Dalam pernyataannya, Menteri Dody Hanggodo menegaskan bahwa penyediaan air bersih untuk fasilitas kesehatan adalah perintah langsung dari Presiden Prabowo Subianto. Intinya, pemerintah tidak boleh menambah beban masyarakat, apalagi di sektor vital seperti kesehatan.
“Arahan Presiden jelas, jangan sampai pemerintah justru menyulitkan masyarakat. Penyediaan air bersih, khususnya untuk rumah sakit, adalah kebutuhan dasar yang tidak bisa ditunda,” tegas Dody, Jumat lalu.
Di sisi lain, Andre Rosiade membeberkan alasan di balik pembangunan sumur bor sedalam 120 meter itu. RSUP M. Djamil, menurutnya, kerap mengalami gangguan pasokan air, terutama saat bencana melanda. Padahal, rumah sakit ini punya tanggung jawab besar, melayani pasien rujukan dari Sumbar, Bengkulu, Jambi, bahkan sebagian Sumut.
“RSUP M Djamil menangani lebih dari 20 operasi besar setiap hari. Kalau air terganggu, layanan medis bisa terancam. Karena itu, hari ini Pak Menteri mengakomodasi permintaan rumah sakit dengan membangun sumur bor sebagai sumber air cadangan,” papar Andre.
Nah, sumur bor ini rupanya bukan satu-satunya solusi. Andre menyebut Kementerian PU juga akan menyiapkan pendukung lain, seperti tangki reservoir, sistem pompa, hingga pembangkit listrik tenaga surya. Tujuannya satu: memastikan pasokan air tetap jalan meski dalam kondisi darurat sekalipun.
Lebih jauh, politikus Gerindra ini juga menyinggung komitmen Presiden Prabowo untuk membangun kembali Sumatera Barat. Anggaran yang disiapkan tidak main-main, mencapai Rp 18,9 triliun melalui Kementerian PU.

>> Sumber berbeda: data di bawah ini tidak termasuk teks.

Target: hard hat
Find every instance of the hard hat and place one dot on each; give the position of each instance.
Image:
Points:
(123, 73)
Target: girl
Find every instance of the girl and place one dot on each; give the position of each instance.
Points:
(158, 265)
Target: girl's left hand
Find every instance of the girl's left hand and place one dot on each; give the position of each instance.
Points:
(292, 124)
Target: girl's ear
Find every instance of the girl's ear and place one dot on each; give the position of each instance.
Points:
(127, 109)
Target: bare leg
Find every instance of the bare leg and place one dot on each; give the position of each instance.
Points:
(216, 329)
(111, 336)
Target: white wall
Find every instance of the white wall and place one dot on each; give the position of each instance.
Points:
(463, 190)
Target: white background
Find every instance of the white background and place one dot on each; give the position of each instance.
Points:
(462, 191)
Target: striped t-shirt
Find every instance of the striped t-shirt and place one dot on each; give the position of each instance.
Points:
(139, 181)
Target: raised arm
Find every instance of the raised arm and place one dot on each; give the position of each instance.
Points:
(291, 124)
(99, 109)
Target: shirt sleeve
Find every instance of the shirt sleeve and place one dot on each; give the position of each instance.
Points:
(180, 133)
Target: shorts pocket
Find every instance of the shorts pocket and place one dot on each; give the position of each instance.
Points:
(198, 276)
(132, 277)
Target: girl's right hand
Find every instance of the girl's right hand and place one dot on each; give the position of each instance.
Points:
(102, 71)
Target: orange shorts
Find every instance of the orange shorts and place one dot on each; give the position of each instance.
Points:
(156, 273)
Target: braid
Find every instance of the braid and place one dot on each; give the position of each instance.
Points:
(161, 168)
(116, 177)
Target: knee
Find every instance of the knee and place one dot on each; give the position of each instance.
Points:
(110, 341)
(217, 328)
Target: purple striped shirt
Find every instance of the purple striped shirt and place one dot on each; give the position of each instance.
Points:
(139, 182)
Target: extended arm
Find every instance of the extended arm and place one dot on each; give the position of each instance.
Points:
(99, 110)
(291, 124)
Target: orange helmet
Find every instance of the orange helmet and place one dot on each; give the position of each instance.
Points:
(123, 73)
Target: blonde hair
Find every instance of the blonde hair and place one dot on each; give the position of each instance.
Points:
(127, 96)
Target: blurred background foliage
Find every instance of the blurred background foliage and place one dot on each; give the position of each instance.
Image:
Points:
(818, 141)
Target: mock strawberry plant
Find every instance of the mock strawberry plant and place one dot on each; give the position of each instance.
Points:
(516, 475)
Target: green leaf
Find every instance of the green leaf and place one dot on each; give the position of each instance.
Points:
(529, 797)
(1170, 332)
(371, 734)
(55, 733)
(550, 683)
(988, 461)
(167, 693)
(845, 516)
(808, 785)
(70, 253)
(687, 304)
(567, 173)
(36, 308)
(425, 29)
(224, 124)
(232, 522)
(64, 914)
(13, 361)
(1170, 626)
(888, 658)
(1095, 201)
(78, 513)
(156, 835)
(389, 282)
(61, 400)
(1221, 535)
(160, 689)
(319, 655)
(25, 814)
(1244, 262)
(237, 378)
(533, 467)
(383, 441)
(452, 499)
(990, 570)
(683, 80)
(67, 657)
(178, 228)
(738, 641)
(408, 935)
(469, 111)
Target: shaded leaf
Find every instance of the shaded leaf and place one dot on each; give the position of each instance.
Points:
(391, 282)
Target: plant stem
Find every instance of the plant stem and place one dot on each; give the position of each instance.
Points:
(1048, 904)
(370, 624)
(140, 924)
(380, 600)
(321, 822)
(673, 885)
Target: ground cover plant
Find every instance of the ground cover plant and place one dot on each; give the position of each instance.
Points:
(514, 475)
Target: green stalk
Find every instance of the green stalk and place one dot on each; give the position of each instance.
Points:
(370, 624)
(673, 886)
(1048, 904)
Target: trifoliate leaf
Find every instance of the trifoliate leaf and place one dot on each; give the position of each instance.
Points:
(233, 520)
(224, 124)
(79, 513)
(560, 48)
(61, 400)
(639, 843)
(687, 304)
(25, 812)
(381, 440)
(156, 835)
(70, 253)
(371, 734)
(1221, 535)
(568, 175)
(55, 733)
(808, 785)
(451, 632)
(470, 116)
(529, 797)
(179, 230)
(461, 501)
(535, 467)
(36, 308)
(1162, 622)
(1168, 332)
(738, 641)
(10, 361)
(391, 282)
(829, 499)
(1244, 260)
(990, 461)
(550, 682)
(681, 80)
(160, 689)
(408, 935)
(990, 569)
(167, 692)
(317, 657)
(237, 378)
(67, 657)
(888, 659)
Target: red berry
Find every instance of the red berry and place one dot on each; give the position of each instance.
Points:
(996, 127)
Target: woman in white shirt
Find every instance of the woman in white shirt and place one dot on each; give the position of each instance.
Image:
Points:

“Ini bukan janji kosong. Anggaran hampir Rp 19 triliun disiapkan untuk membangun kembali Sumatera Barat. Ini bukti keseriusan dan keberpihakan Presiden kepada masyarakat Sumatera Barat,” tuturnya.
Sebelum sumur bor dibangun, Andre sebenarnya sudah membantu dengan memastikan pasokan air darurat. Ia meminta Kementerian PU mengantarkan 27 tangki air per hari ke rumah sakit itu. Upaya itu berjalan hingga kini.
Gubernur Mahyeldi pun menyambut baik langkah cepat pemerintah pusat ini. Ia mengapresiasi Kementerian PU yang turun langsung menangani persoalan infrastruktur pascabencana.
“Kebutuhan air di RSUP M Djamil sangat substansial. Dengan sumur bor ini, kami berharap kebutuhan harian rumah sakit bisa terpenuhi dan layanan kesehatan masyarakat tetap berjalan optimal,” ucap Mahyeldi.
Sementara itu, dari sisi rumah sakit, Bestari Jaka Budiman mengungkapkan betapa krusialnya air bagi operasional sehari-hari. Kebutuhannya mencapai 1.600 meter kubik per hari. Air itu dipakai untuk segala hal, mulai dari kamar operasi, laboratorium, hingga layanan cuci darah atau hemodialisa.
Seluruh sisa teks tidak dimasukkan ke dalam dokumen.